If it's her first, then definitely not. You don't know how you labour and how prone to complications you are.

If she's disengaging, she might well be scared of all the 'supervision', which I can definitely understand. It may have contributed to the high blood pressure I had with my first.
Part of the solution could be to hire a private midwife, as she'll have someone she knows and trusts and crucially, who knows her. That's really invaluable, IMO, and why I'm happy I'm in Germany and not somewhere where they think all women are the same.
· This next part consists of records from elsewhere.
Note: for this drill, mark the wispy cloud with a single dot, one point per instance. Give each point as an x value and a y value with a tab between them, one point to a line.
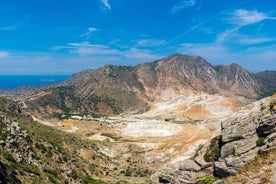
86	49
253	58
106	4
242	17
89	31
4	54
149	42
18	24
183	4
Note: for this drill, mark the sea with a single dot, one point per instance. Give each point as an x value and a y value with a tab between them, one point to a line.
15	81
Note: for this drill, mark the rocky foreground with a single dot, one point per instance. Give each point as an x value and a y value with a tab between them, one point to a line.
245	134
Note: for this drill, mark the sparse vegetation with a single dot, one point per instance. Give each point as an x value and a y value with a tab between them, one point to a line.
260	141
209	179
213	152
259	168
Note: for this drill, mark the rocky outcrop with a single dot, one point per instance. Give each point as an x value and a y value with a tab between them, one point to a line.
186	171
245	133
122	89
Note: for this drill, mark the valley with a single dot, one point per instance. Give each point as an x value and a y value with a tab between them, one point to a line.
178	120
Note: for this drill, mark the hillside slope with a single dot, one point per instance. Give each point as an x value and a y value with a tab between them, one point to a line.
33	152
123	89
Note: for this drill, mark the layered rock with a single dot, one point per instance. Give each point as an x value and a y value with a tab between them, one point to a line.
245	133
185	171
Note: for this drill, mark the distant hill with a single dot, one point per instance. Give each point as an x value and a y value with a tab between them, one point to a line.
120	89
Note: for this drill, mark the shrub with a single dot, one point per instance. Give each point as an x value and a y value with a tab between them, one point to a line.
213	152
9	157
209	179
260	141
128	173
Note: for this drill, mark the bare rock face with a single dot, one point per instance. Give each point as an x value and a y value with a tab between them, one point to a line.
244	134
128	89
185	171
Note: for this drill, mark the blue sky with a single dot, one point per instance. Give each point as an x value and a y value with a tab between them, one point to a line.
66	36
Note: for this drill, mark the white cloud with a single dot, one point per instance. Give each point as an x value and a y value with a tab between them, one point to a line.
4	54
254	59
86	48
89	31
183	4
242	17
149	42
141	54
106	4
251	41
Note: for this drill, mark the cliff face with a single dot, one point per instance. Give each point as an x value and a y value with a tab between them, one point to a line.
245	133
120	89
30	152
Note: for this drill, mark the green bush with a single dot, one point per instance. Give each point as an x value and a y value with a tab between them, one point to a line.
209	179
31	169
213	152
260	141
128	173
9	157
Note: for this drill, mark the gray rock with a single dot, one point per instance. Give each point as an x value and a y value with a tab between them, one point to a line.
189	165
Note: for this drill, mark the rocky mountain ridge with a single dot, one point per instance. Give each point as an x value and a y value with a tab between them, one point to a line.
244	134
119	89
Iwalkinmyclothing · 07/07/2020 10:17

If she does free birth that won't go unnoticed and social services will be down on her like a ton of bricks.

Really? What do you think they will do? If the birth has gone well, mother and child are healthy and thriving, no attempts to avoid all health services etc- what role would social services have to play? What exactly do you think they would have grounds to act on?

LaurieMarlow · 07/07/2020 10:17

If she's had three without issues at all, I'd risk it, as things will probably not go wrong

I can’t even fathom this.

I doubt there’s ever been a point in history where it was preferable for women to birth without any trained assistance. Some form of midwife would always have been present. Why wouldn’t you want that?